Business conditions and overall economic growth in the mountain states are continuing healthy growth – but at a slower rate than this time last year, a trend at least one economist believes will continue for the rest of the year.
According to the monthly survey of mountains states by the Goss Institute for Economic Research, Colorado, Utah and Wyoming, are displaying a “very healthy reading” that points to positive regional growth for the next three to six months.
The news was particularly good for Colorado.
“For the first half of 2013, the Colorado economy has added jobs at a pace more than double that of the nation,” said Dr. Ernie Goss, executive director of the institute. ” Non-durable and durable goods producers, especially those linked to construction and vehicle manufacturing, are experiencing upturns in business activity.”
The overall index, or Business Conditions Index, an average of indices for new orders, production or sales, employment, inventories and delivery lead time declined only slightly from to 55.1 from 58.6 in June for all three states.
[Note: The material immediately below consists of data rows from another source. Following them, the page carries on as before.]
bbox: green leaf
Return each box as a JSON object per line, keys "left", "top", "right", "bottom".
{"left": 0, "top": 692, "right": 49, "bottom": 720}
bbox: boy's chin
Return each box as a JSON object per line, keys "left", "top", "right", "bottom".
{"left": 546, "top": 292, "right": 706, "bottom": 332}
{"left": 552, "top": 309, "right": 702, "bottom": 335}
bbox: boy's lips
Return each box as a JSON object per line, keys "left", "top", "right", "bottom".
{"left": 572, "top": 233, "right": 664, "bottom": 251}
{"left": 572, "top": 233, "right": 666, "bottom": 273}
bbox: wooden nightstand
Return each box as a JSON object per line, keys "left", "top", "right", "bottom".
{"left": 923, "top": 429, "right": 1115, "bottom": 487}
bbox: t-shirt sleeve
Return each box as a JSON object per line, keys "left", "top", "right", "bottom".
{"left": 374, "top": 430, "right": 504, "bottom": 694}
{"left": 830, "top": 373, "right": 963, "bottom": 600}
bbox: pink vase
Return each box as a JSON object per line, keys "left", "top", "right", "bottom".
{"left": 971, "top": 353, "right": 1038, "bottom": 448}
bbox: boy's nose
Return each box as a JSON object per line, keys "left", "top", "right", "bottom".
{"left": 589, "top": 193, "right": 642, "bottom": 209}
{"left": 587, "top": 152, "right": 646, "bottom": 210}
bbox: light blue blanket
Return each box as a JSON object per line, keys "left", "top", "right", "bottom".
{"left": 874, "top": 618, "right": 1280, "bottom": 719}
An index of 50.0 is considered growth neutral.
“As in the last several months, economic soft patches in the mining and agriculture sectors are spilling over into the broader economy. Furthermore, much weaker export numbers are likely to restrain growth in the months ahead,” he said. ”Our surveys over the past several months indicate that growth for the second half of 2013 will be positive, but down from the same period for 2012.”
The index also tracked employment, pricing, consumer confidence and inventory. Here’s a roundup for those areas:
Employment: The employment index slumped for the month. The hiring gauge dropped slightly below growth neutral for July. The index fell to 49.4 from June’s 52.3 and May’s much stronger 57.1.
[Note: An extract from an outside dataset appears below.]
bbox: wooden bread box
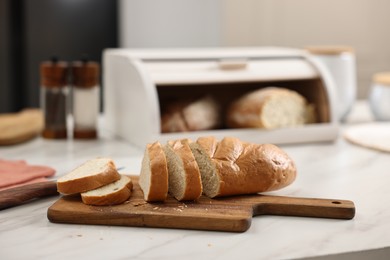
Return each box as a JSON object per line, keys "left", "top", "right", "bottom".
{"left": 103, "top": 47, "right": 338, "bottom": 147}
Wholesale Prices: The prices-paid index, which tracks the cost of raw materials and supplies, sank to 52.5 from 55.9 in June.
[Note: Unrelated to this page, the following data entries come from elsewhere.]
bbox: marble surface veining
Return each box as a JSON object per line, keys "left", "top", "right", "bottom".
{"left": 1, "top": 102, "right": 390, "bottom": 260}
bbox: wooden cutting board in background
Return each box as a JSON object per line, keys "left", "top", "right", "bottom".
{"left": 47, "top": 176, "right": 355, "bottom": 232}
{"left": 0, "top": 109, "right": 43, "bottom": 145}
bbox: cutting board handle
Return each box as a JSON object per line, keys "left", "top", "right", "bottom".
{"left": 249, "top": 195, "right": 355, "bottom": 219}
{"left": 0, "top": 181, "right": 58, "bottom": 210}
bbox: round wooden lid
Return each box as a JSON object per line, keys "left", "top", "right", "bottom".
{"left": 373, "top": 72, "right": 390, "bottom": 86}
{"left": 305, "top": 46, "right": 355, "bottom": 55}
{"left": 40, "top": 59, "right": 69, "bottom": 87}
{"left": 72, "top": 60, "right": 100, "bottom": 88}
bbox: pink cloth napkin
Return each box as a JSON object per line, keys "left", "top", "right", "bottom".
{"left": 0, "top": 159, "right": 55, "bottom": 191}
Business Confidence: Looking ahead six months, economic optimism, as captured by the business confidence index, fell to 52.1 from June’s 54.3.
Inventories: Supply managers in the three-state region added to inventories of raw materials and supplies for the month. The index declined to 58.7 from 67.7 in June.
Trade: The new export order reading for the Mountain States region decreased to 51.8 from June’s 53.6. The import reading for the month dipped to 48.4 from 53.1 in June.
Other Components: Other components used to calculate the overall index for July were new orders at 53.5, down from 57.0 in June; production or sales at 54.3, down from last month’s 55.3; and delivery lead time at 59.2, down slightly from 60.6 in June.